Seismic resilience of RC frame-shear wall structure equipped with PDYBRB, BRB, and VFD

Abstract

Enhancing the seismic resilience of critical urban buildings (e.g., medical facilities) is crucial. These buildings typically utilize reinforced concrete frame–shear wall structures (RCFSSs). Damping technology serves as an effective approach to realize this objective. However, various damper may have different impacts on improving the seismic resilience. Hence, the aim of this study is to compare the seismic resilience of RCFSS equipped with conventional dampers (buckling-restrained brace (BRB) and viscous fluid damper (VFD)) and novel dampers (parallel double-stage yielding buckling-restrained brace (PDYBRB)), to demonstrate the potential advantages of PDYBRB in improving the seismic resilience. Full-scale tests for the PDYBRB were conducted and a simplified simulation method was validated against the test data, laying the foundation for evaluating the seismic performance of structure. One RCFSS, one RCFSS equipped with BRB (RCFSSBRB), one RCFSS equipped with VFD (RCFSSVFD), and three RCFSSs equipped with PDYBRB (RCFSSPDYBRBs) were designed, and the corresponding seismic responses and resilience were analyzed and compared.

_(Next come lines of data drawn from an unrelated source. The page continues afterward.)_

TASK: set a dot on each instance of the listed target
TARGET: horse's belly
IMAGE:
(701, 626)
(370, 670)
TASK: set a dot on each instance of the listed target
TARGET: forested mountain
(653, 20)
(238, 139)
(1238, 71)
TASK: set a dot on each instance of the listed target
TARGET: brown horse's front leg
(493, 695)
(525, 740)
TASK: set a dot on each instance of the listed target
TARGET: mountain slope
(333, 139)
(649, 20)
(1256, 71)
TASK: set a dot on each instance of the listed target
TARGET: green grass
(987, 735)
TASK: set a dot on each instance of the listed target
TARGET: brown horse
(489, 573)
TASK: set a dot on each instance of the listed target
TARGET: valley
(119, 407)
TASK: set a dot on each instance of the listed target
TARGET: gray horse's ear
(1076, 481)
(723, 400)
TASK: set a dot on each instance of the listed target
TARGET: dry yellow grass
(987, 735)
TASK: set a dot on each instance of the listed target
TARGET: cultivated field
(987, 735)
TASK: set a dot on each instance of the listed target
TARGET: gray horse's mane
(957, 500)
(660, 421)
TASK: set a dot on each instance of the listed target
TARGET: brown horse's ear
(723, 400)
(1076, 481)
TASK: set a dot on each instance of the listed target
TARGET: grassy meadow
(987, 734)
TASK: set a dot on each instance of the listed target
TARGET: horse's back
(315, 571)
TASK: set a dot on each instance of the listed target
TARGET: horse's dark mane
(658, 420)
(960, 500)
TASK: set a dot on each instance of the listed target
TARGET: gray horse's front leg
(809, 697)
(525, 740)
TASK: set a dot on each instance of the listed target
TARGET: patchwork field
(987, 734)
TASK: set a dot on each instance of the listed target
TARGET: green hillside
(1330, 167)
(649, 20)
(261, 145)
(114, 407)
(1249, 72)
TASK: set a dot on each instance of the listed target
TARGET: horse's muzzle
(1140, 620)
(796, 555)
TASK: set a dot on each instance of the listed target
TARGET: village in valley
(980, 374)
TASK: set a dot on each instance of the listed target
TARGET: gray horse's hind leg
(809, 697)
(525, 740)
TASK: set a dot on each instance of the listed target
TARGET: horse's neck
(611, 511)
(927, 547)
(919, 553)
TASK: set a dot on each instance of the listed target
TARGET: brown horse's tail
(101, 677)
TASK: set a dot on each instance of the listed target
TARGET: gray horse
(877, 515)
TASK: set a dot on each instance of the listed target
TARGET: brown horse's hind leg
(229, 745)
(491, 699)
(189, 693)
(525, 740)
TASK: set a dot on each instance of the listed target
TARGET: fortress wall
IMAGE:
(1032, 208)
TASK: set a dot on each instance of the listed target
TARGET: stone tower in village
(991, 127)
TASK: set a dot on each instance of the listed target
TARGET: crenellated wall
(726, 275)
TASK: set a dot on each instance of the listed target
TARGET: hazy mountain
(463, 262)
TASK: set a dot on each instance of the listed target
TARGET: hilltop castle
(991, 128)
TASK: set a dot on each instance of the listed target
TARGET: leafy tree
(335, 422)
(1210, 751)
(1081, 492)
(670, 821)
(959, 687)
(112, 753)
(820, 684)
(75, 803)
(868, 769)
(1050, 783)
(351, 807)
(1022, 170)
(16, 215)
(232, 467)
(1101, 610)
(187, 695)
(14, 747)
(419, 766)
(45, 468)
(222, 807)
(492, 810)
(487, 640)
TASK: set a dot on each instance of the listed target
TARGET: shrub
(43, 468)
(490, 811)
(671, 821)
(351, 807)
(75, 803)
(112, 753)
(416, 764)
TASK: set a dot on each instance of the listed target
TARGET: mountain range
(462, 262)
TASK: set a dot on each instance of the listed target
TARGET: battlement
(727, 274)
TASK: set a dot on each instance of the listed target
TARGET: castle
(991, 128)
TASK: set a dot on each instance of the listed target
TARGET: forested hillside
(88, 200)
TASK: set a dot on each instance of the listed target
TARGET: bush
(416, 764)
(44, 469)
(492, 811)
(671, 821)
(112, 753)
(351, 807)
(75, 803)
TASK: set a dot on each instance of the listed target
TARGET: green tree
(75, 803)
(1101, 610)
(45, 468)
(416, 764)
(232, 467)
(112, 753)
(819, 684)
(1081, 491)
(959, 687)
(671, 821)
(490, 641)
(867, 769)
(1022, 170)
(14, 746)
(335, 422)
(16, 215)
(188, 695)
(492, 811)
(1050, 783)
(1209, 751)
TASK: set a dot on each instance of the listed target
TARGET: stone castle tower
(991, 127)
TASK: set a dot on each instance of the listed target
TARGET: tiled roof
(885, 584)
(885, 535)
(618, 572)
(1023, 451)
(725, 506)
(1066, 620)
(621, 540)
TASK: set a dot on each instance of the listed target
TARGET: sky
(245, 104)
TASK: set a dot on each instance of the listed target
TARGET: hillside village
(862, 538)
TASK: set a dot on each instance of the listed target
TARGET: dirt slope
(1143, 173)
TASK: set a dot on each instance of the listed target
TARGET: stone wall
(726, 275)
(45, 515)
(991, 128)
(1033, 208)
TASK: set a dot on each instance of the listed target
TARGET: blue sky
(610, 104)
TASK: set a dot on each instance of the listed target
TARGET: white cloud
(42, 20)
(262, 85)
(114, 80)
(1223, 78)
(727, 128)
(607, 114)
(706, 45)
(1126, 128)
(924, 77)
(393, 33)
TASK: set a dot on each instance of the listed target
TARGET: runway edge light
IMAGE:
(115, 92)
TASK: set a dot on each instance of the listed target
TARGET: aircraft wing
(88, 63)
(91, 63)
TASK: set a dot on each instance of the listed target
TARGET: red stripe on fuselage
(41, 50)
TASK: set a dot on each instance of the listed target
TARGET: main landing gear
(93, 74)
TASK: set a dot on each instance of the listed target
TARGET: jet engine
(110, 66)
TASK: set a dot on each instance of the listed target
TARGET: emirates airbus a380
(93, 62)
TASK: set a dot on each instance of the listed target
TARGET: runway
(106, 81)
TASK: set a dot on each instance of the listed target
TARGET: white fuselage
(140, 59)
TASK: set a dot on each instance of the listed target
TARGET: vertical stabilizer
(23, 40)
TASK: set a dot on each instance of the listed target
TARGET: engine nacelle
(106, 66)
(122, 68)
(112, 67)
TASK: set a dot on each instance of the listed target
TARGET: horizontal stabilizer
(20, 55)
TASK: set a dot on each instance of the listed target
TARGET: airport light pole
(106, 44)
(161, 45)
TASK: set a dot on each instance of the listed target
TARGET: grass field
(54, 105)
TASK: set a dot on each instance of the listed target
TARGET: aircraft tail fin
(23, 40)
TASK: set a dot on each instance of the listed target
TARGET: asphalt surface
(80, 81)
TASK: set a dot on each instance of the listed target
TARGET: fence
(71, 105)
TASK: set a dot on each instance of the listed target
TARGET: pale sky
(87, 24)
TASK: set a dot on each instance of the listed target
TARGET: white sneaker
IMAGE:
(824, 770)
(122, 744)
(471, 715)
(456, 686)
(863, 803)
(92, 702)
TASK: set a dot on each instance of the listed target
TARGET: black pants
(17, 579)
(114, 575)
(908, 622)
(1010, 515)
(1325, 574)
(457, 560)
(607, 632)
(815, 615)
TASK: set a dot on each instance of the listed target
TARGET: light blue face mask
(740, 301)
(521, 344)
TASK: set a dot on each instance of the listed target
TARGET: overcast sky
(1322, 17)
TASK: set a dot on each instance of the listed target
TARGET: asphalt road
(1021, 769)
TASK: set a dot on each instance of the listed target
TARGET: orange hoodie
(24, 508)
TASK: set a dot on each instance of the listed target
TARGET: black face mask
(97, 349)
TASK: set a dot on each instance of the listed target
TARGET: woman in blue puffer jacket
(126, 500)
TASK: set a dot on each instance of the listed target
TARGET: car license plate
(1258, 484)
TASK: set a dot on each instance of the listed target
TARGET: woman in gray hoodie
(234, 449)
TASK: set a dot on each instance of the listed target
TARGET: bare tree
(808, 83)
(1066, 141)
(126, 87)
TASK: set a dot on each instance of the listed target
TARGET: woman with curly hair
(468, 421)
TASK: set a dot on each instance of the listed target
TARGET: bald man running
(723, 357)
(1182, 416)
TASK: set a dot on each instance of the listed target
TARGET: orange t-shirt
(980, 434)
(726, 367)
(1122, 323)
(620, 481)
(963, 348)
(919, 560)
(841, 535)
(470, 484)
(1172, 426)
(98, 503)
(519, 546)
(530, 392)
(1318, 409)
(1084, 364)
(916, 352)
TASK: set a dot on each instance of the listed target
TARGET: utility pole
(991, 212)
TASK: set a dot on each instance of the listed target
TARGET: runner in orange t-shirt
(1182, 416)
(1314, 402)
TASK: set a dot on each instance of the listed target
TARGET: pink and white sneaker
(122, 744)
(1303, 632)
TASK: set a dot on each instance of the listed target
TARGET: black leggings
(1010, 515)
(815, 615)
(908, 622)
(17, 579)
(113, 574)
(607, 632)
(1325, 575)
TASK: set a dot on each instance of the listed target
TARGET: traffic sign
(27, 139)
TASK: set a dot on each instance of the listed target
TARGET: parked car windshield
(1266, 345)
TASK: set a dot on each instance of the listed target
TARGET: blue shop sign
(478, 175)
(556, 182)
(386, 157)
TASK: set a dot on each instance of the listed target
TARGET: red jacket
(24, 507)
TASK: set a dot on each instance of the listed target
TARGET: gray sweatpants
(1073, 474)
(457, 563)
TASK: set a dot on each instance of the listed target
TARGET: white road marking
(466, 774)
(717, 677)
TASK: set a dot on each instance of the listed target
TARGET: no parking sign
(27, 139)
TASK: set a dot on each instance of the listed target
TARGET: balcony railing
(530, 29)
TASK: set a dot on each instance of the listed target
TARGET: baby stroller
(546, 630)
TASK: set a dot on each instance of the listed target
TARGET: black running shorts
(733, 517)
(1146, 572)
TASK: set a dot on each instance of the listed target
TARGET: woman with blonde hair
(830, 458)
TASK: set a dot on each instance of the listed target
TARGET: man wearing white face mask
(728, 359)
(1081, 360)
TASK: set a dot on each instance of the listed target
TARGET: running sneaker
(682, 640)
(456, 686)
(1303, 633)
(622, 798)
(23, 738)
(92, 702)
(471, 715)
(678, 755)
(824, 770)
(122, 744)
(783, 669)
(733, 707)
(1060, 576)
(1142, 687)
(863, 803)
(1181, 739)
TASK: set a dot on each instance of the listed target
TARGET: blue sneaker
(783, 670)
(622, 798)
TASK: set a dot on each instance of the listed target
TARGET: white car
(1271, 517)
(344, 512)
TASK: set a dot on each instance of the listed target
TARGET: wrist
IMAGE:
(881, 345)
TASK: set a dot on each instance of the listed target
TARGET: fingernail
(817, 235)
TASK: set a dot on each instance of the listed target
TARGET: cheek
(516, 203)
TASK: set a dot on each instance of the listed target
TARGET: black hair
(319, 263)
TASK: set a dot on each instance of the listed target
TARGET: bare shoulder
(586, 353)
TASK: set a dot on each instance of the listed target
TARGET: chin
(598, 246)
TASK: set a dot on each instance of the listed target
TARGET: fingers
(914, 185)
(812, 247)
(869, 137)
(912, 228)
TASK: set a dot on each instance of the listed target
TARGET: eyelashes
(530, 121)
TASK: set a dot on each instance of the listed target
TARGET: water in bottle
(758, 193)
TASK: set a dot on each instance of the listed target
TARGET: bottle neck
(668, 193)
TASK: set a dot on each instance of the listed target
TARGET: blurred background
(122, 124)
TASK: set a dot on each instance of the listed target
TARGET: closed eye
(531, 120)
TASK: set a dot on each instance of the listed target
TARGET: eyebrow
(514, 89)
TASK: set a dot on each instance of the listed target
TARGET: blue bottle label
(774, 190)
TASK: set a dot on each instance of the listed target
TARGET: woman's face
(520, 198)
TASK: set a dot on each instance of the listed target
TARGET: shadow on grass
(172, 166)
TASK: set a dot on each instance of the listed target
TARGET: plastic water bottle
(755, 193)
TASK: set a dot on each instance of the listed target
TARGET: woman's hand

The seismic performance of the structure was significantly improved after using PDYBRB. PDYBRB reduced the maximum inter-story drift ratio (MIDR) of RCFSS by up to 41.67 % under design basis earthquake (DBE) and 44.16 % under maximum considered earthquake (MCE), showing a considerable improvement compared to VFD (30.56 % under DBE and 32.47 % under MCE) and BRB (16.67 % under DBE and 38.96 % under MCE). For maximum absolute floor acceleration (MAFA), PDYBRB achieved better control compared to VFD and BRB under both DBE and MCE. The PDYBRB realized optimal control over the MIDR and MAFA during both DBE and MCE. BRB and VFD enhanced the seismic resilience of RCFSS from level 0 to level 1, while all PDYBRB cases reached level 2 due to the simultaneous control of both MIDR and MAFA. Compared with VFD and BRB, PDYBRB exhibited notable benefits in improving the seismic resilience of RCFSS. This research can provide an alternative solution for improving the seismic resilience of buildings through PDYBRB.